Guess what its for and claim your choice of a 12 pac of your favorite 

beverage.:mmmbeer


----------



## bonita dan (Oct 3, 2007)

Diving platform?


----------



## Cuz (Oct 1, 2007)

> *bonita dan (6/25/2008)*Diving platform?[/quote
> 
> Beat me to it!


----------



## deeptracks (Oct 2, 2007)

Platfrom for generator.....Guranteed.


----------



## Sea-r-cy (Oct 3, 2007)

Nice job! 

sea-r-cy


----------



## Backlash (Jun 11, 2008)

cant be for diveing, to high up on the boat, i dont dive ,but

i would not want to fall backwards from up there ? Wouldnt

be for swimming, the rail around the top might catch your

feet ? maybe some kind of flying bridge to look for fish ?


----------



## Cuz (Oct 1, 2007)

Cooler rack for sunbathing on the hard top!!! Cool idea!


----------



## Xanadu (Oct 1, 2007)

Auxiliary storage for beer and/or strippers.


----------



## atlantacapt (Oct 2, 2007)

life raft platform?


----------



## hebegb (Oct 6, 2007)

conglomeration of aluminum pipe


----------



## Rammer Jammer (Oct 1, 2007)

Outdoor Shower Frame with the top rail being used for wrap around curtain?


----------



## Capt.Ernie (Mar 4, 2008)

support or rack for dingy


----------



## Realtor (Oct 1, 2007)

<P class=MsoNormal style="MARGIN: 0in 0in 0pt"><SPAN style="FONT-SIZE: 10pt; FONT-FAMILY: Arial">An ?obstacle? if its on a CC?.. <?xml:namespace prefix = o ns = "urn:schemas-microsoft-comfficeffice" /><o></o>


----------



## Halfmoon (Oct 3, 2007)

That's a time out box for people being stupid on your boat.


----------



## freespool50 (Sep 29, 2007)

dinghy storage rack


----------



## croakerchoker (Oct 1, 2007)

i got it!! an advertisement for breeze fabricators. strippers still deserve to be up there.:letsdrink


----------



## BananaTom (Feb 16, 2008)

It is dual purpose, storage for an ice chest ontop, and then it ishinged to drop down as a boarding ramp when backed up to the beach.


----------



## freespool50 (Sep 29, 2007)

wheelchair ramp? although i dont see how. why would i put something that wide and tall on the back of a cruiser? hmmmmm. dont leave us guessing!!!:banghead


----------



## freespool50 (Sep 29, 2007)

waverunner rack/ramp


----------



## Realtor (Oct 1, 2007)

I think we need a picture of the whole boat to clue us in.....


----------



## mpmorr (Oct 3, 2007)

> *Xanadu (6/25/2008)*Auxiliary storage for beer and/or strippers.

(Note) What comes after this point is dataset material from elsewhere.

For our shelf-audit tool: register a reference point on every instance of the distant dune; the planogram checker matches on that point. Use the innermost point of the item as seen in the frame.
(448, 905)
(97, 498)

No way Hal, it is not Brass. But I really like where your head is at.:toast


----------



## Backlash (Jun 11, 2008)

If i offer to buy it would you tell me what in the h**l it is???:banghead


----------



## shanester (May 20, 2008)

its an extension foor the 8 foot tall sunbather so her size 16 feet dont hang in your face when she lays down i think i saw her on jonsons beach sunday goodlord man haha...


----------



## wetaline (Oct 16, 2007)

Are there wheels at the bottom and it is a cart for hauling fuel cans down to the boat to keep from filling up on the water?


----------



## wetaline (Oct 16, 2007)

A ladder to climb from the cruiser to a dinghy, tender or jet ski. I drops down and platform gives you a place to stand before or after stepping over the side of the big boat.


----------



## dailysaw (Jan 22, 2008)

is it a TV stand?


----------



## ul412al (Oct 2, 2007)

The end result of a center console ramming the back of an express. :letsdrink


----------



## dailysaw (Jan 22, 2008)

oh i got it... extra large polling platform lol that is the back of the boat right


----------



## Boatjob1 (Oct 2, 2007)

It looks like a diving platform. OR

It could be a frame for a hanging scale for the tournaments..........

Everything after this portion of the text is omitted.